Are the top 4 bytes of xmm register that holds Vector3 data required to be initialized to 0? Is the JIT expected to initialize the top 4 bytes of the Vector3 readonly data to 0?

We don't have any strict requirement here. For most operations (add, and, subtract, etc) the actual functionality is "element-wise" and so the value of the top 4-bytes doesn't matter.

The few cases where it crosses lanes (such as DotProduct or Sum) we're supposed to ensure the upper bits are zeroed or ignored. In the case of DotProduct we emit the encoding that says to only use the lowest 3 elements.

tannergooding commented 2 years ago

Given this is NAOT only and NAOT must target a lower baseline, its possible there is a bug in the dpps emulation emitted for SSE2 only hardware that isn't correctly accounting for this.

I'll take a look tomorrow.

MichalStrehovsky commented 2 years ago

Given this is NAOT only and NAOT must target a lower baseline

If we don't have any other test coverage for the lower baselines, it might be a good quality week topic.
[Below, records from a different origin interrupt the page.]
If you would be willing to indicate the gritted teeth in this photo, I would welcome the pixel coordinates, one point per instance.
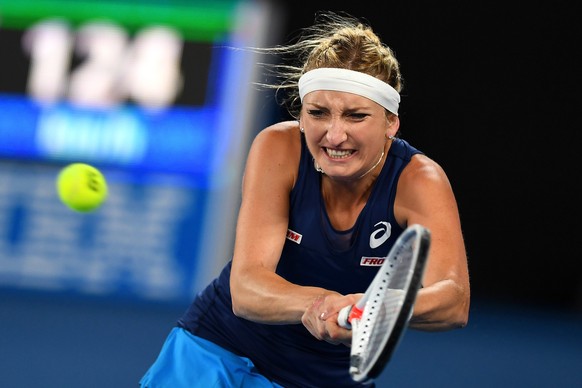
(338, 153)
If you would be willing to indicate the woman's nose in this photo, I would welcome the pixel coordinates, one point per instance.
(336, 134)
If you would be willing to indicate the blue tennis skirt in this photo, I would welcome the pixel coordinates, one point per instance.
(189, 361)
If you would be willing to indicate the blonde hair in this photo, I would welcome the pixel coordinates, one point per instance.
(336, 40)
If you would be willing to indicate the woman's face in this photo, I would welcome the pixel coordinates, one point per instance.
(346, 133)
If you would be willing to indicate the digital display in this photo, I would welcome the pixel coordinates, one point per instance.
(155, 94)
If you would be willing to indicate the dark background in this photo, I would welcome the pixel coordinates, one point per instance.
(491, 93)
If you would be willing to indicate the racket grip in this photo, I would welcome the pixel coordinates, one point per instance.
(348, 314)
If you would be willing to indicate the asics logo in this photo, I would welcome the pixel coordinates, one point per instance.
(381, 234)
(294, 236)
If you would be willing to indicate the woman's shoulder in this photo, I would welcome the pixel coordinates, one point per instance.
(284, 134)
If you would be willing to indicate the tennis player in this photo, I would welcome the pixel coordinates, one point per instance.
(324, 197)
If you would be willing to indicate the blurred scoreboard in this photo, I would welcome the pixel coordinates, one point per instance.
(154, 94)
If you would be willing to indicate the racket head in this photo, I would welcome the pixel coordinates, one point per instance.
(389, 304)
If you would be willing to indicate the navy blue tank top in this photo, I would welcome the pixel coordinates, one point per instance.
(314, 254)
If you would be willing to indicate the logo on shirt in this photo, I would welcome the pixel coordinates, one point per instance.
(367, 261)
(381, 234)
(294, 236)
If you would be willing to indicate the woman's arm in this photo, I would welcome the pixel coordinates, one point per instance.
(424, 196)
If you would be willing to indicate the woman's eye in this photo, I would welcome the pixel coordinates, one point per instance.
(315, 112)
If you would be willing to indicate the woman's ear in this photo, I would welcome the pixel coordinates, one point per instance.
(393, 124)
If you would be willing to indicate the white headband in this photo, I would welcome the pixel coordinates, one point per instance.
(350, 81)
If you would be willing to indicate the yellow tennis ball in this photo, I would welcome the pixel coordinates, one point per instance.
(81, 187)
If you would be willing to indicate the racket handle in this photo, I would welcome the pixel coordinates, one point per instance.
(348, 314)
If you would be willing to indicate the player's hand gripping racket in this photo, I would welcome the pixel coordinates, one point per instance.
(380, 317)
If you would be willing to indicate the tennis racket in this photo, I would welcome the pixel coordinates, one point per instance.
(379, 318)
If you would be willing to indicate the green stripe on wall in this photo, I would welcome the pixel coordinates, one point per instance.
(203, 20)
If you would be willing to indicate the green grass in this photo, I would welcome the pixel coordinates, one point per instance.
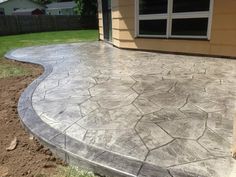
(73, 172)
(33, 39)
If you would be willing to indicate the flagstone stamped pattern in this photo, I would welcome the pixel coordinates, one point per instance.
(130, 113)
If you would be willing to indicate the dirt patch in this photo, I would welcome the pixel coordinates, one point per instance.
(29, 158)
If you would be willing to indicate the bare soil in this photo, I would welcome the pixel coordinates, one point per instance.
(29, 158)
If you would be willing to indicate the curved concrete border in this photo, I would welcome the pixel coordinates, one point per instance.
(73, 151)
(78, 153)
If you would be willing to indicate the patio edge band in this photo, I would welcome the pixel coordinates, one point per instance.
(76, 152)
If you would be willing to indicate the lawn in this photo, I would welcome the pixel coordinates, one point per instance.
(33, 39)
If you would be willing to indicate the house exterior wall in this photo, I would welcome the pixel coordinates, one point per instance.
(10, 5)
(223, 31)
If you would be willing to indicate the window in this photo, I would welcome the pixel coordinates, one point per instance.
(174, 18)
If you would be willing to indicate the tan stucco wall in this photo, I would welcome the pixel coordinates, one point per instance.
(222, 41)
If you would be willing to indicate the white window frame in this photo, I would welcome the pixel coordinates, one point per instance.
(169, 16)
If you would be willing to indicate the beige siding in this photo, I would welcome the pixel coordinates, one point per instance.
(222, 41)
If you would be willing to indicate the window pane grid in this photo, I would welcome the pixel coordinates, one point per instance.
(199, 22)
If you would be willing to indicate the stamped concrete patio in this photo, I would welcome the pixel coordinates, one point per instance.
(130, 113)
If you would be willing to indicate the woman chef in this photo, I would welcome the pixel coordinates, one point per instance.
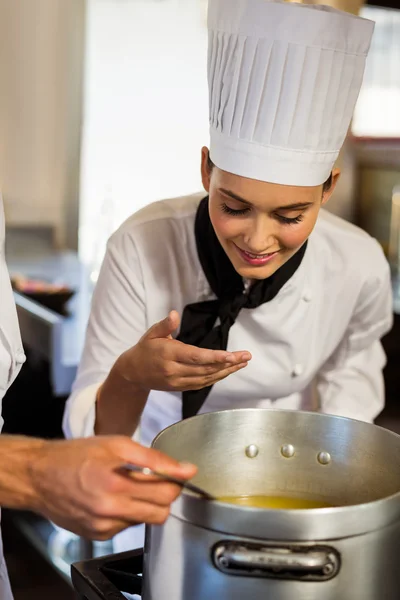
(266, 293)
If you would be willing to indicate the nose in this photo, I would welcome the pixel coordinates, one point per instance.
(259, 238)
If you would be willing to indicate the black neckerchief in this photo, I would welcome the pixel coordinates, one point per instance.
(198, 319)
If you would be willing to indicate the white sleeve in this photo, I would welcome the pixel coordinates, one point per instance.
(351, 384)
(117, 321)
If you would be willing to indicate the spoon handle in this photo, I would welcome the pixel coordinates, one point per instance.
(184, 484)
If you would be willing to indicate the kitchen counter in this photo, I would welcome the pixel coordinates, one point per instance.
(60, 339)
(53, 337)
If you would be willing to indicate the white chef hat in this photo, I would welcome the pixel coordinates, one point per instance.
(283, 82)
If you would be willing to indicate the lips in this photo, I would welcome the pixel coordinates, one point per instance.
(256, 259)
With NAOT one at least has a deterministic repro once a bad binary has been produced. Running into this in a JIT configuration would be a lot more difficult to root cause.

This is not the first issue caused by this test hole - there were #72081 and #72158 just in the past month. NAOT covers the lowest denominator but there's a whole spectrum in between the lowest denominator and whatever machines we run the tests on that can happen in the real world and it looks like we don't test.
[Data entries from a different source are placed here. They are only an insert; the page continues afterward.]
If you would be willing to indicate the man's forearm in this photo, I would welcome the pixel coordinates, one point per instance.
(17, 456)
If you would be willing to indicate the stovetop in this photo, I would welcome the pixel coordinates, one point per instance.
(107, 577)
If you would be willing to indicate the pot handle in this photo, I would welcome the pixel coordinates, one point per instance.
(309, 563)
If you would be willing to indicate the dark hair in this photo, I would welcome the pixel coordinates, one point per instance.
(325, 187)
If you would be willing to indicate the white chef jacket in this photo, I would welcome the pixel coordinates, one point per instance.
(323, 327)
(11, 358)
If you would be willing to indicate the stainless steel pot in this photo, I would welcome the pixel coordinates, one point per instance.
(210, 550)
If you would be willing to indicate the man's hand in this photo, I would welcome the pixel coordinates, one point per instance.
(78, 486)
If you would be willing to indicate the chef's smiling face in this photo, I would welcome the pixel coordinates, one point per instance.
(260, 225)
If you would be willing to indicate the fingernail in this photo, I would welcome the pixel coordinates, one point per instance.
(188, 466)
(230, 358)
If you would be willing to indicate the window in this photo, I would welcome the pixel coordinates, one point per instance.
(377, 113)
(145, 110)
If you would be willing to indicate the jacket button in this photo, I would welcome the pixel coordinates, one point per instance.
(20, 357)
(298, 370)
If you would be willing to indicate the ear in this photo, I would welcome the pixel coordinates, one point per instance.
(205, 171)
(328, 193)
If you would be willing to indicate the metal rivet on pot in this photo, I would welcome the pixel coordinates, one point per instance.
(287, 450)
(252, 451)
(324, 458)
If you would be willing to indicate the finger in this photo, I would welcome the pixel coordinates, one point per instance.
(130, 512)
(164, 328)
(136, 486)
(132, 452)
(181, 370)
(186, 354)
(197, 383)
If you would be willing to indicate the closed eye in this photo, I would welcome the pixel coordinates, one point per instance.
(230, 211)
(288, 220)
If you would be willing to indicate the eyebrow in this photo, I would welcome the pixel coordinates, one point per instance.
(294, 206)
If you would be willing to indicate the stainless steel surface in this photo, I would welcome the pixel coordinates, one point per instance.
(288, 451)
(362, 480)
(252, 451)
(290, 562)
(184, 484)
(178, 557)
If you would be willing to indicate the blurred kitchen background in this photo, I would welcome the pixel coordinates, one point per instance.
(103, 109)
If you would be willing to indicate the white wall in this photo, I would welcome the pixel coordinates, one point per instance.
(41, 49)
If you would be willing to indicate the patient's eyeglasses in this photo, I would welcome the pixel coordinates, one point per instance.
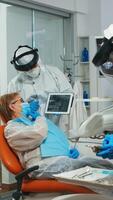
(19, 99)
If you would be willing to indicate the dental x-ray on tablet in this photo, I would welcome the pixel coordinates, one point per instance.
(59, 103)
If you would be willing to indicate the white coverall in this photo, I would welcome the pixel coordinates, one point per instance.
(25, 142)
(50, 79)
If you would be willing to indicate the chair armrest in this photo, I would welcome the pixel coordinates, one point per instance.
(25, 172)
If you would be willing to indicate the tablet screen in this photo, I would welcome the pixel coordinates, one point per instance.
(59, 103)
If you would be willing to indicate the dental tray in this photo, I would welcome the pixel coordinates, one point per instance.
(99, 180)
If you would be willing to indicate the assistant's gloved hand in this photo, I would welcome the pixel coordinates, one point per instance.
(28, 112)
(107, 147)
(26, 109)
(73, 153)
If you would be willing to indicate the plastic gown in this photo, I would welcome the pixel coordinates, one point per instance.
(50, 79)
(26, 141)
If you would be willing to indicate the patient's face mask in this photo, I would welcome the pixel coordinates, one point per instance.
(33, 73)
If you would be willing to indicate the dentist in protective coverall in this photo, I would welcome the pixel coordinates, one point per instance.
(36, 79)
(103, 121)
(33, 78)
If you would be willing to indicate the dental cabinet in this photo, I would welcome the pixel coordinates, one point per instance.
(83, 69)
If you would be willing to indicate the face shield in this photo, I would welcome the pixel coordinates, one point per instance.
(104, 56)
(25, 58)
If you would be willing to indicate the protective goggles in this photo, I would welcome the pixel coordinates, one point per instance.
(25, 66)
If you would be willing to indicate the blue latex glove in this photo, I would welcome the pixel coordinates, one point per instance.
(34, 103)
(28, 112)
(107, 147)
(73, 153)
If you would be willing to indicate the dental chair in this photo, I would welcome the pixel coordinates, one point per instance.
(27, 185)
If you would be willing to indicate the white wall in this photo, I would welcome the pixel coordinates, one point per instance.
(61, 4)
(106, 13)
(69, 5)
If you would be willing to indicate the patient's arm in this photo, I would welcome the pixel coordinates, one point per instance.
(21, 137)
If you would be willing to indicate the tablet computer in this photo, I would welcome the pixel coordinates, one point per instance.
(59, 103)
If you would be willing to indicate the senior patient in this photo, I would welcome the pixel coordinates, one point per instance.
(40, 142)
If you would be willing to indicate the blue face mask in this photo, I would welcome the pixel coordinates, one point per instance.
(24, 120)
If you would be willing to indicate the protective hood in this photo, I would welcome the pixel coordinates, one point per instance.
(25, 58)
(104, 56)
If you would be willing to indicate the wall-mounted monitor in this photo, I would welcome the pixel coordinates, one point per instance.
(59, 103)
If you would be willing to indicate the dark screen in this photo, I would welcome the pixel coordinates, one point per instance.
(58, 103)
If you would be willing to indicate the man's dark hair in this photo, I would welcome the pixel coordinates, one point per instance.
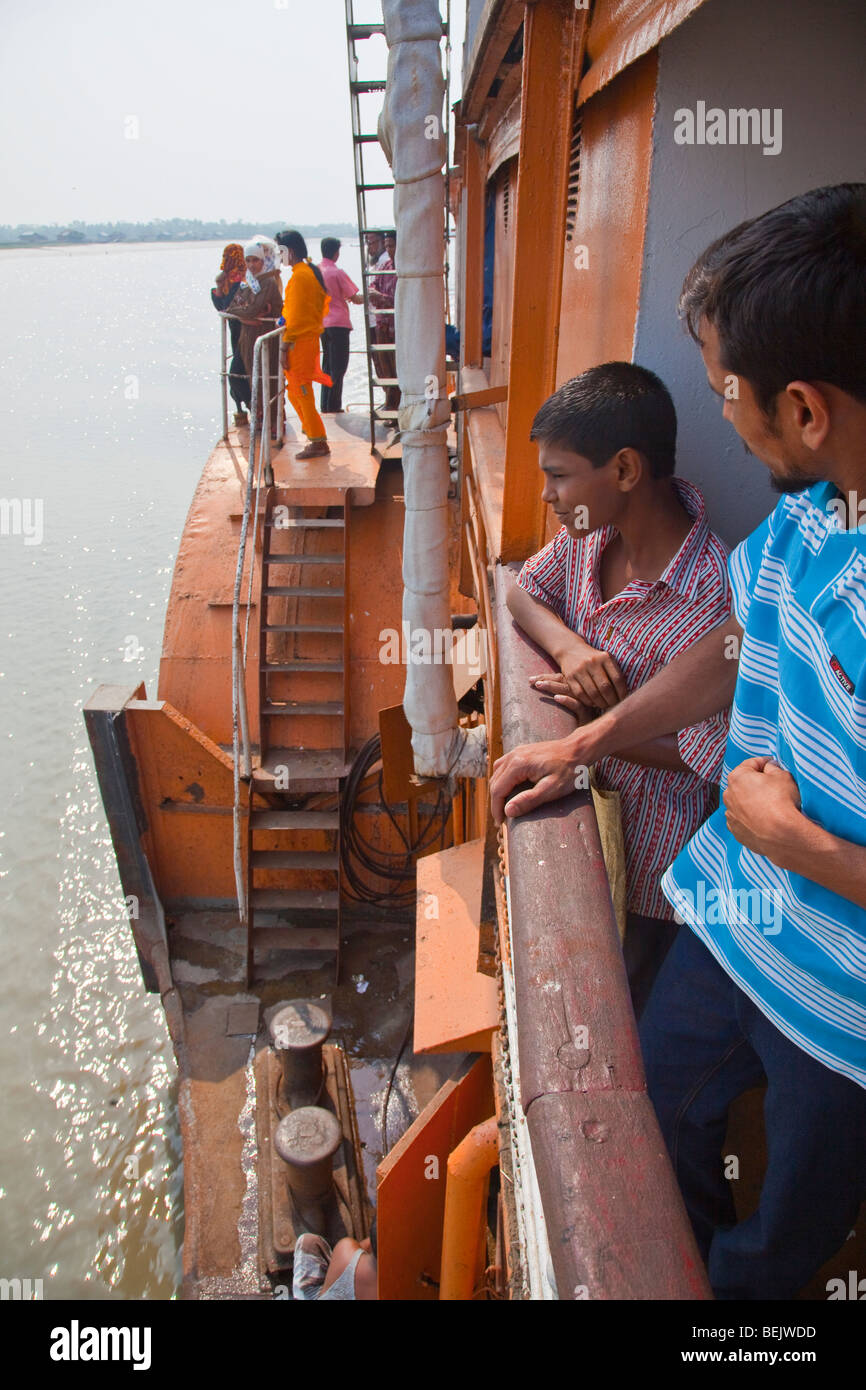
(295, 242)
(787, 293)
(610, 407)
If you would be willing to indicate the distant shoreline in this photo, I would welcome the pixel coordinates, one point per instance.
(152, 241)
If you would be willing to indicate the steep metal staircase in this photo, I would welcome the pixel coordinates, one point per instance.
(293, 873)
(363, 185)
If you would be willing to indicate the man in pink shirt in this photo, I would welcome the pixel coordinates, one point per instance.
(337, 325)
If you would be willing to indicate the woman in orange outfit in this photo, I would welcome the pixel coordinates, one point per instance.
(305, 307)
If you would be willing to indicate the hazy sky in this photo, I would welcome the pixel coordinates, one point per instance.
(242, 109)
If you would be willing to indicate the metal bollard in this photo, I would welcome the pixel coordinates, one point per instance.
(306, 1141)
(298, 1032)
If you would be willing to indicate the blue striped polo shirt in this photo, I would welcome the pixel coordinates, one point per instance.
(795, 948)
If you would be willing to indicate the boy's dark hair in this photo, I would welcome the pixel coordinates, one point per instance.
(609, 407)
(787, 293)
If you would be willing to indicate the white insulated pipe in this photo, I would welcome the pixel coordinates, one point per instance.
(412, 134)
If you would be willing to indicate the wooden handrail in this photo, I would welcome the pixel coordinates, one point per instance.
(616, 1222)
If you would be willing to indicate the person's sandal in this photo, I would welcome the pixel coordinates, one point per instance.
(316, 449)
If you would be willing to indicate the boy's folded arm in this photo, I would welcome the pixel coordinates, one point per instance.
(541, 622)
(697, 684)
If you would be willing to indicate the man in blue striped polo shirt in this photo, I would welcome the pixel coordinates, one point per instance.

tannergooding commented 2 years ago

We do test, but only in the outer loop and only for the runtime tests. There has been a longstanding issue to also run the library tests under the various JIT Stress options for ISA enablement

JulieLeeMSFT commented 2 years ago

Given this is NAOT only and NAOT must target a lower baseline, its possible there is a bug in the dpps emulation emitted for SSE2 only hardware that isn't correctly accounting for this.

I'll take a look tomorrow.

Assigning to Tanner.

jkotas commented 2 years ago

@tannergooding Did you have a chance to take a look?
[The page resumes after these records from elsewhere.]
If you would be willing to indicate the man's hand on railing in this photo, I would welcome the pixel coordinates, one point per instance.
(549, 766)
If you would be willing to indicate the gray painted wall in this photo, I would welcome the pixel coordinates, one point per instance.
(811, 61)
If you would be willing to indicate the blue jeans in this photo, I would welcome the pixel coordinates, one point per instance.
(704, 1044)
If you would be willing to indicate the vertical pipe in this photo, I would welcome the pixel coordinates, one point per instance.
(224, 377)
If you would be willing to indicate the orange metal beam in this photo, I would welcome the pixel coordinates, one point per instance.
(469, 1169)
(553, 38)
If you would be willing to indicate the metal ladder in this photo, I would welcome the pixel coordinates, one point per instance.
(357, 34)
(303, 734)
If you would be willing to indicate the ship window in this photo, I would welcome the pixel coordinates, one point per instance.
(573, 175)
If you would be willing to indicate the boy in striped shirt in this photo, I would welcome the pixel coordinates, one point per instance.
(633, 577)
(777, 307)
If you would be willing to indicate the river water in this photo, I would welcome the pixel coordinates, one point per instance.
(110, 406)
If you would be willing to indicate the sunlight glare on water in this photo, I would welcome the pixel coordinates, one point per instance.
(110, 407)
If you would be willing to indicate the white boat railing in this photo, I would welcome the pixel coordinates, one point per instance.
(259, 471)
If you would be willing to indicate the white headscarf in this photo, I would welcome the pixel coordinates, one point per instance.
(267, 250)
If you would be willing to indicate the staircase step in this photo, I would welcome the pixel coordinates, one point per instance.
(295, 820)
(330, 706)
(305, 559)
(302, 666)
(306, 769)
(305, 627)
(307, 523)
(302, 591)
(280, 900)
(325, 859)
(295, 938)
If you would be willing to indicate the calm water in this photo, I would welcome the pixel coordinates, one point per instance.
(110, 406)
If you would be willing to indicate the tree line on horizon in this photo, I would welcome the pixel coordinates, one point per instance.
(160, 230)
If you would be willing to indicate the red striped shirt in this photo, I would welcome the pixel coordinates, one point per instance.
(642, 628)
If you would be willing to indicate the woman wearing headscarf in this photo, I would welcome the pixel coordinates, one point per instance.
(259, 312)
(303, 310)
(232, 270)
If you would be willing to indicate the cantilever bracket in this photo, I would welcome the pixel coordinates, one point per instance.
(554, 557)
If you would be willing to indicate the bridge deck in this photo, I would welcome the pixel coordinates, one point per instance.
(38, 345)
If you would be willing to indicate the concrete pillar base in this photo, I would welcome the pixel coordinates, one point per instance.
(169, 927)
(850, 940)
tannergooding commented 2 years ago

Yes. but it doesn't look to be in the Vector3.Dot emulation.

The relevant logic is here: https://github.com/dotnet/runtime/blob/main/src/coreclr/jit/lowerxarch.cpp#L3350

We pick Sse.Multiply, Sse3.HorizontalAdd -or- Sse.Shuffle, and Sse.Add and then the very first thing we do is mask things so that the unused component is zero: https://github.com/dotnet/runtime/blob/main/src/coreclr/jit/lowerxarch.cpp#L3418

tannergooding commented 2 years ago

The called Matrix and Quaternion methods aren't accelerated, just the Vector3.Normalize call, the various field accesses, the UnitX/Y/Z property accesses, and the Vector3 constructor call.

The test doesn't really use any special tricks or code paths either: https://github.com/dotnet/runtime/blob/4c240009fa1d955805b5e284b6f58f1e643d1ef1/src/libraries/System.Numerics.Vectors/tests/Matrix4x4Tests.cs#L582

jkotas commented 2 years ago

Here is codegen for Vector3.Length that I believe is the root cause of the problem:

[MethodImpl(MethodImplOptions.NoInlining)]
static float f(Vector3 v)
  => v.Length();
movss   xmm0,dword ptr [rcx+8] ds:00000052`9e6ff828=3f800000
movsd   xmm1,mmword ptr [rcx]
shufps  xmm1,xmm0,44h

// xmm1 has Vector3. The top 4 bytes of xmm1 have undefined value. They happen to be well defined in this specific case, but the JIT assumes the general case where they are undefined.

movups  xmm0,xmmword ptr [xxx!_readonlydata_xxx_Program____Main___g__f_0_0 (00007ff6`59060ee0)] // 0x0000 FFFF FFFF FFFF - mask for the top 4 bytes
andps   xmm0,xmm1 // xmm0 has properly masked Vector3
mulps   xmm0,xmm1 // We are multiplying properly masked Vector3 with unmasked Vector3!

movaps  xmm1,xmm0
shufps  xmm1,xmm0,0B1h
addps   xmm1,xmm0
movaps  xmm0,xmm1
shufps  xmm0,xmm1,4Eh
addps   xmm0,xmm1
sqrtss  xmm0,xmm0
ret

I think mulps xmm0,xmm1 is wrong. It should be mulps xmm0,xmm0 so that we multiply the masked values. The bad code works most of the time (0 multiplied by undefined value is zero) except when the undefined value happens to be NaN that will turn the whole thing into NaN.

Does this analysis make sense? Can you take it from here?

tannergooding commented 2 years ago

Yes, that makes sense. It should definitely be multiplying tmp * tmp, rather than tmp * original.

I'll see about getting a fix up first thing tomorrow.